His sessions were terrific. Smart, concisely informed, right down to correct punctuation in dialogue — and that is what novelists have to know and screenwriters don’t.

Athans used film once. And he got away with it. And I’ll tell you why. He gave us a scene from the Coens’ O Brother, Where Art Thou?  (2000). And he did it to go over “nonverbal dialogue” in Delmar’s (Tim Blake Nelson) river baptism.

Athans rolled the clip repeatedly to show us fields of vision (at one point, three characters, close together, all looking in different directions); symbolic gesture; levels used in the shot to place a supposedly “saved” sinner with outstretched, Christlike arms below the level of two comfortably unsaved crooks, an unholy trinity in a Sunday-go-to-meetin’ scenario.

This was a way Athans could attune the conference’s novel-writing attendees to the nonverbal dialogue capabilities of a couple of masters of (yes, different) storytelling like Joel and Ethan Coen.

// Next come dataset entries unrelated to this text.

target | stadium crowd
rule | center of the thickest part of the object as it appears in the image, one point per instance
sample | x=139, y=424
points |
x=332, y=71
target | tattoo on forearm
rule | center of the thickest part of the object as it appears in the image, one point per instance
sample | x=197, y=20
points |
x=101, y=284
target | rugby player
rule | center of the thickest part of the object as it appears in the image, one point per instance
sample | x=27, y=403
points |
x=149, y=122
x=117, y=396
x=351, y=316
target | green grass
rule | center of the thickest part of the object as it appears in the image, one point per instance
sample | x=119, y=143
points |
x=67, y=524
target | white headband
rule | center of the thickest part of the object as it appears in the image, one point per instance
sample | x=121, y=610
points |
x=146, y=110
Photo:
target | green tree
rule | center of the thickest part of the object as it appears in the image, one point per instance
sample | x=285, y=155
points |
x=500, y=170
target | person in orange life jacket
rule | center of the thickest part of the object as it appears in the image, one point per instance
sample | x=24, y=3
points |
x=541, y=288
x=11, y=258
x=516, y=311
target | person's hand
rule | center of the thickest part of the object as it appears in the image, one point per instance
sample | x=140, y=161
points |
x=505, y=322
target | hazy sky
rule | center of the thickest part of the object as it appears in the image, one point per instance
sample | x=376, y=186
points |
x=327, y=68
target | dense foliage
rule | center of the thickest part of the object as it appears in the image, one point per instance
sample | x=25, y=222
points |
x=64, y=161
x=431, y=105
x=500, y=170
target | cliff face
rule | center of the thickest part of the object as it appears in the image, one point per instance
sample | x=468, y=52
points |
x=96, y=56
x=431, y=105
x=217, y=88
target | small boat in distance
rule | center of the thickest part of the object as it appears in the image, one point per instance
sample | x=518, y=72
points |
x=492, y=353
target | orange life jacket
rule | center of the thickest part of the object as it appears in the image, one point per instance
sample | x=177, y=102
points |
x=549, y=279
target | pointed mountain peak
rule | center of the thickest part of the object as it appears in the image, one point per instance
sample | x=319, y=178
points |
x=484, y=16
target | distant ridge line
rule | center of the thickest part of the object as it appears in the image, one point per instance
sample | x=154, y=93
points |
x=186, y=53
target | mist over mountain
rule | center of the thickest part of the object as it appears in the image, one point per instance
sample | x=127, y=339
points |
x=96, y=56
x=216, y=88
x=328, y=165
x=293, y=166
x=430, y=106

It was not Athans’ attempt to say that the film language on display was the novelist’s language under scrutiny. In act, he kept saying to the class, “You have to be able to make that gesture happen in writing, on the page.”

This, then, was a brief, singular use of film that had a keenly unique purpose: to teach nonverbal dialogue, Athans needed a way to give us just such a dialogue — both between characters and between author and reader. It was well thought-through, not blithely excused.

And the rest of Athans’ examples? Straight from books — Zane Grey, Faulkner, Jamie Ford, Burroughs, Susanna Clarke, Steinbeck, Shirley Jackson, and others. His slides gave us the text, the references, the authors, etc.

Don’t Shoot Any Close-Ups About Who’s “To Blame”

Just to be clear, this is not a problem of the Writer’s Digest (WD) conference.

WD publisher Phil Sexton — as ever ahead of the curve — has perceived with sure-footed coordination, long before many other confab organizing teams, the fact that the author corps is up to its clapperboard in business-focused gatherings.

The craft, the art, the techniques of the laborer-in-language? — that stuff has languished while everybody ran around the room shouting about the industry! the industry! and about how authors need to business-up.

Sexton’s program does a lot to begin rebalancing that understandable over-emphasis on entrepreneurism of the last few years.

Without denying new demands of professionalism and commercial savvy — in fact, with a lot of discussion in many sessions along those lines — Writer’s Digest’s three-day fiction-focused effort re-ignites many of the long-smoldering challenges of, yes, storytelling by the bookish for the bookish.

It’s a strong development in our writing-conference season, a great follow-up to the early-August WD Annual Conference in New York, and, as usual, F+W Media’s key staffers — Taylor Jacobs Sferra, Sam Stanford, Elizabeth Dean, Sam Hammer Mitchell, Rachel Randall, et al — are more than up to the task.

And meanwhile, if you’re not making it to a conference any time soon, watch the how-to blogs — you’ll find “gurus” all over those sites asking you to “remember in that movie when Tom Hanks…”

What do you think? Is all this use of film strange to you, too? Or would you rather watch films and talk about them than read and write books, anyway? If that’s the case, let me know what Tom Hanks did. I’ll be busy reading.